Since the JCR API JAR is on the global classpath, your web application can use the JCR API without having to include the JAR file in your application's WAR file. In fact, your application will likely get ClassCastExceptions if it does include the JCR API in its WAR file. Plus, if needed, your application can use ModeShape's "org.modeshape.jcr.api" extensions to the JCR API (again, on the global classpath), and should not need or use any of the classes or interfaces in the ModeShape implementation.

8.17. Configuring a Predefined Node Hierarchy

The SOA_ROOT/jboss-as/server/PROFILE/deploy/modeshape-services.jar/modeshape-initial-content.xml file is an optional XML file which can be added to the main ModeShape configuration file:
<mode:initialContent mode:workspaces="default" mode:applyToNewWorkspaces="true" mode:content="modeshape-initial-content.xml"/>
Its purpose is to allow users to configure, at repository startup, a predefined node hierarchy with which the repository will be pre-populated. In other words, once the repository has started up, the node hierarchy from the XML file will be already present in the repository. The name of the XML element will be the name of the node, while the XML structure itself (the nested elements) will define the hierarchy.

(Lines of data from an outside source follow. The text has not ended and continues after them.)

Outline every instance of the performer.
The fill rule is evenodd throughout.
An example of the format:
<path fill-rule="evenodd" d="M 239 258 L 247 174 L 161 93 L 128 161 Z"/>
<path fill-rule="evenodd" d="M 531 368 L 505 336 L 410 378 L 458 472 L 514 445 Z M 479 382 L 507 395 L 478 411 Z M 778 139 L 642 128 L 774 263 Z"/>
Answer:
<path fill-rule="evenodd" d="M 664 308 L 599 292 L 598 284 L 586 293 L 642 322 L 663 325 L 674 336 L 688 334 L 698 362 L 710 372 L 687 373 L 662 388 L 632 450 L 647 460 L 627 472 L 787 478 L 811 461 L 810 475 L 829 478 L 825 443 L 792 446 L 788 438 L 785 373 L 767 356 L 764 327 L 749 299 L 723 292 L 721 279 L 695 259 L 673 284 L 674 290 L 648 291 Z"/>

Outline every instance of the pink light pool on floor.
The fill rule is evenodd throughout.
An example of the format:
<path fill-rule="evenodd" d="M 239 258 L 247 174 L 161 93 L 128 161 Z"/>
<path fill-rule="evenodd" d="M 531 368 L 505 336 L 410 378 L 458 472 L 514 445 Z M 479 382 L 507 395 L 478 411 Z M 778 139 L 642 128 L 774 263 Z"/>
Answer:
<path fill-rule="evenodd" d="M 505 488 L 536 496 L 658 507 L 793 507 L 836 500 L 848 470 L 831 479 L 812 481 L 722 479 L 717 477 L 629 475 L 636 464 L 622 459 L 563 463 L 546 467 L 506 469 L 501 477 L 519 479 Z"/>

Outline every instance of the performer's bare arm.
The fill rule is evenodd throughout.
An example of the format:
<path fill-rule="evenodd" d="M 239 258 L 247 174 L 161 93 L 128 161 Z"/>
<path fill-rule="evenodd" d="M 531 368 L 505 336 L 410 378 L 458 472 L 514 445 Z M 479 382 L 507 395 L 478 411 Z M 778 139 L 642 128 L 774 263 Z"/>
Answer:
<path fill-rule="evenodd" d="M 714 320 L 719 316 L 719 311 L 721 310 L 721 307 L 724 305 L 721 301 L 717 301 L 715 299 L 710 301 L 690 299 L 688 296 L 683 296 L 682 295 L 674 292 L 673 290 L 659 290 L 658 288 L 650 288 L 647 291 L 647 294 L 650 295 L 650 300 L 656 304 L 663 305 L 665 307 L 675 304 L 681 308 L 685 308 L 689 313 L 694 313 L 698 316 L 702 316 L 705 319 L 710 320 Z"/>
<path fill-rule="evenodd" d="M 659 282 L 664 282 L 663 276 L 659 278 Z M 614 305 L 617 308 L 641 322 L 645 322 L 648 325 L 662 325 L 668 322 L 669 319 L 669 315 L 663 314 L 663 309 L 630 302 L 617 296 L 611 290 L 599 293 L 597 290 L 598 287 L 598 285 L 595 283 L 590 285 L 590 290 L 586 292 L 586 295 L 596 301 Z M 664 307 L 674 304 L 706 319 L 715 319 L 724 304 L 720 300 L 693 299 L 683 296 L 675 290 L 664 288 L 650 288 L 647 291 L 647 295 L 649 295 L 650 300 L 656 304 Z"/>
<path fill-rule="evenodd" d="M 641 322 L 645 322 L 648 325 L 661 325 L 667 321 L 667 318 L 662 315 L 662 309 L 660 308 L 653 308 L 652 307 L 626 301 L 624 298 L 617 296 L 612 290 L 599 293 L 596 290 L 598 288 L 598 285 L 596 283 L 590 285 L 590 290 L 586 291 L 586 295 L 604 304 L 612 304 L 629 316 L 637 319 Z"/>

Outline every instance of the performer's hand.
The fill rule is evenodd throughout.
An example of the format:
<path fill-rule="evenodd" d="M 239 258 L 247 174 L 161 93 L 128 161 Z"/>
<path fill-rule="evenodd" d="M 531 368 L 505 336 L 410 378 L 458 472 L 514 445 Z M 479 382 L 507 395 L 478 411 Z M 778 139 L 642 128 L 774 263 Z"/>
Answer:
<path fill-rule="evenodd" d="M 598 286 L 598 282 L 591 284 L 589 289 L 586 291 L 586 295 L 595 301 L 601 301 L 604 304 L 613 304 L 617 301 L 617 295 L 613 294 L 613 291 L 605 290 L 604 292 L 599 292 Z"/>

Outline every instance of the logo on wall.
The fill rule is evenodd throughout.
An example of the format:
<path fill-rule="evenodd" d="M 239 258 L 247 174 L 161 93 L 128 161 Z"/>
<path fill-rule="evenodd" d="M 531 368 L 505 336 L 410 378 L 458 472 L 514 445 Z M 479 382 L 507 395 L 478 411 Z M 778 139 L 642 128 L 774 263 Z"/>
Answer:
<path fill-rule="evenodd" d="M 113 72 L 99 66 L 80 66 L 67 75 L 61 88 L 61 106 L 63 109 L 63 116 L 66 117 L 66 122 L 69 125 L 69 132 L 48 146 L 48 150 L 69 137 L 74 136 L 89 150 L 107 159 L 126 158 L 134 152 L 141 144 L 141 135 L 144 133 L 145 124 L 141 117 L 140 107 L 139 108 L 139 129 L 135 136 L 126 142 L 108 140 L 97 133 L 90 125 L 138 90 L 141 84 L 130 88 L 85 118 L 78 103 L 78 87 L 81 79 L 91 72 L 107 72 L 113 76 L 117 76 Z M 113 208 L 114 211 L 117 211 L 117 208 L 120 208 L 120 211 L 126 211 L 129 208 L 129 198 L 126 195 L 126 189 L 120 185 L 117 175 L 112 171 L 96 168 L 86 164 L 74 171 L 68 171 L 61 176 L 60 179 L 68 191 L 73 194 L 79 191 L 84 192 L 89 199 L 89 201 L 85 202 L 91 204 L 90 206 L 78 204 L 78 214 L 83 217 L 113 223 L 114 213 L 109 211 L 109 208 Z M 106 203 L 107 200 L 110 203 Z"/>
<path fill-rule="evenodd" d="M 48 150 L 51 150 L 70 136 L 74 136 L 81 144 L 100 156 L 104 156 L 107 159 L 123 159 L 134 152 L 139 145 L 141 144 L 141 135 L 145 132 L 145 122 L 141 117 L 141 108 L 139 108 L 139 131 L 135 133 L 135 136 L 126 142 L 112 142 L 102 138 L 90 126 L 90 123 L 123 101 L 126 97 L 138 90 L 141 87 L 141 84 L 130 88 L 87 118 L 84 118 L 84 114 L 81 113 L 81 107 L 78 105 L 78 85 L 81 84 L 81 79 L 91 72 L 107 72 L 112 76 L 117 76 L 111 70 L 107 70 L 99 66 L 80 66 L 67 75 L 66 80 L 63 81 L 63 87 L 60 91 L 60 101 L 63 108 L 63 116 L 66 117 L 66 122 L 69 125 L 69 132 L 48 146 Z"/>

To define a specific JCR type for a node (or for that matter any other valid JCR property), one needs to define the JCR namespace:
<files xmlns:jcr="http://www.jcp.org/jcr/1.0" jcr:primaryType="nt:folder" jcr:mixinTypes="mode:publishArea">
This shows the definition of a "files" node, of type "nt:folder" and which has the mixin "mode:publishArea".